El 2 de mayo de 1519 murió Leonardo da Vinci en Cloux. Cuatrocientos años después, el 6 de julio de 1919, nació en Quito Oswaldo Guayasamín. En este mal 2019 conmemoramos, por lo tanto, el quinto centenario de Leonardo y el primer centenario de Guayasamín: dos centenarios que no pueden ser ignorados. Respecto al primero, parecería entendible, pero no justificable, que el recuerdo se reduzca a alguna publicación ocasional o exposición de reproducciones que podrían obtenerse con la colaboración de la embajada italiana; pero en cuanto al segundo sería imperdonable que no se llevara a cabo una gran celebración, para acercar la pintura de Guayasamín a los jóvenes especialmente, y a los niños.
Hay que reconocer, desde luego, que la Universidad Católica ha abierto ya una exposición de un Guayasamín desconocido: aquel que pudo expresar la ternura que llenaba su corazón, a pesar de los horrores de nuestro tiempo. Pero el Estado, representado por instituciones oficiales, no parece haberse percatado todavía de la necesidad de llevar a cabo una gran conmemoración. No es raro que así suceda: los ecuatorianos no solemos apreciar nuestros valores. Los que hoy se promocionan tienen mucho que ver con el turismo, porque tiene, entre otros, el olor del dinero. Aquello que no puede cotizarse ni generar ganancias simplemente se olvida.

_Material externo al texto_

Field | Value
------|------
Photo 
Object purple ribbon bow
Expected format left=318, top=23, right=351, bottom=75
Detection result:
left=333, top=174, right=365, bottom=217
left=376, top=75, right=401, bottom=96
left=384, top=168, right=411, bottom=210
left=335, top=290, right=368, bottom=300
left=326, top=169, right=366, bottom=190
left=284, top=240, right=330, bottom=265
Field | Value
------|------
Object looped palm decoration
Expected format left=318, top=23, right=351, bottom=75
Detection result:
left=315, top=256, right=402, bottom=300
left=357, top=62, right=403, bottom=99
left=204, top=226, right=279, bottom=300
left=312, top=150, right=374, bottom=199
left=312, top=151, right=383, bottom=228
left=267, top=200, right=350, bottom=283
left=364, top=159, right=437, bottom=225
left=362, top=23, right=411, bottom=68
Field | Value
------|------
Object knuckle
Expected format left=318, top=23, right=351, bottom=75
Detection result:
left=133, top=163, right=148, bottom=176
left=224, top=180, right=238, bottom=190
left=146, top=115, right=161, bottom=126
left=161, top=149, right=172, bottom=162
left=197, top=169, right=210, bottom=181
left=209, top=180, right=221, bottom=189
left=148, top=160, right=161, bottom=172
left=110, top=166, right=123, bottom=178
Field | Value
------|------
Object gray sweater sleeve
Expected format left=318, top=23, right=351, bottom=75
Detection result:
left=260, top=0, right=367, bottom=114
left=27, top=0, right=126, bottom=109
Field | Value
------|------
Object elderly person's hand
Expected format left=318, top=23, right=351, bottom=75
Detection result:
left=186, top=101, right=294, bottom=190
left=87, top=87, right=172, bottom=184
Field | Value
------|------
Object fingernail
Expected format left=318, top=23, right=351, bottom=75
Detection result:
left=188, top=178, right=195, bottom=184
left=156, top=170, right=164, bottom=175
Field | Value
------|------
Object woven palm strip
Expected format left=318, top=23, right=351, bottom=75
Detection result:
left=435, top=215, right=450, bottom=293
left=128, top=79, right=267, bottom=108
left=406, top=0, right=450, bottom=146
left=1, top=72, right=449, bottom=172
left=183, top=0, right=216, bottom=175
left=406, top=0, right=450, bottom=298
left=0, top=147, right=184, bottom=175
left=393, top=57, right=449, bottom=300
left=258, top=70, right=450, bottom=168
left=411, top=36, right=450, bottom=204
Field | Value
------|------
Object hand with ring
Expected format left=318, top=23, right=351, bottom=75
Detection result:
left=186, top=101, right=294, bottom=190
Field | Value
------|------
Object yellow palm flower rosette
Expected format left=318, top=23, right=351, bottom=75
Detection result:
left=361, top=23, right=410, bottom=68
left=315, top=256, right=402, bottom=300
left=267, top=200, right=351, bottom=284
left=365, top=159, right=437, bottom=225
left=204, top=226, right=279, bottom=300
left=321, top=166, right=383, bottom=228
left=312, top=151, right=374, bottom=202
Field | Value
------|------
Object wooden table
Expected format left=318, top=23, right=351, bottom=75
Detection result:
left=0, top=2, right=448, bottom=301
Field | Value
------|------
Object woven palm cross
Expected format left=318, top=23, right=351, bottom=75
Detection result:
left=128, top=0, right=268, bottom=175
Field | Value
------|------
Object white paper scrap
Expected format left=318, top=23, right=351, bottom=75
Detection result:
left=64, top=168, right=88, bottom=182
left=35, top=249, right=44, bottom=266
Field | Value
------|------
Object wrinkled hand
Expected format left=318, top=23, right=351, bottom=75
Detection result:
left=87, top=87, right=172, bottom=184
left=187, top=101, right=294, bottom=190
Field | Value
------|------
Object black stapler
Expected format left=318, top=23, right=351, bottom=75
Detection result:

Lo que Leonardo fue para Occidente, Guayasamín fue para el Ecuador y para América: el descubrimiento de la verdad que habita en el ser humano. Imbuido del espíritu renacentista, Leonardo se despojó de las ataduras de los dogmas medievales y exaltó la grandeza de un ser llamado sobre todo a dominar el mundo con la razón. Lleno del espíritu de rebeldía que fue propio del siglo XX, Guayasamín se puso a explorar las deformidades que el odio, la crueldad y la ambición causaron en la sociedad humana.
Sería muy arriesgado (y quizá descabellado) intentar un paralelo entre Leonardo y Guayasamín. Dos mundos lejanos que sin embargo están buscando un mismo objetivo, que es la exploración de ese extraño ser que es el humano: el abismo que los separa es precisamente el vínculo de su más secreta y paradójica proximidad.
El arte es el imperio de la forma. Su contenido no está detrás de la forma ni escondido en ella: su contenido es su forma. Lo que “dice” un cuadro de Leonardo no es (como pretende cierta novela que hizo algún revuelo) ningún mensaje misterioso: lo que dice es que el suyo es un tiempo esplendoroso, donde puede brillar el ser humano en toda su grandeza. Lo que “dice” un cuadro de Guayasamín es que ha nacido en un tiempo infame, donde el tener se ha convertido en bien supremo y en justificación de atrocidades.
Lo que separa a Leonardo de Guayasamín es su tiempo: lo que les junta es un lenguaje. Pero ambos son universales, porque supieron amar su tiempo y murieron con él.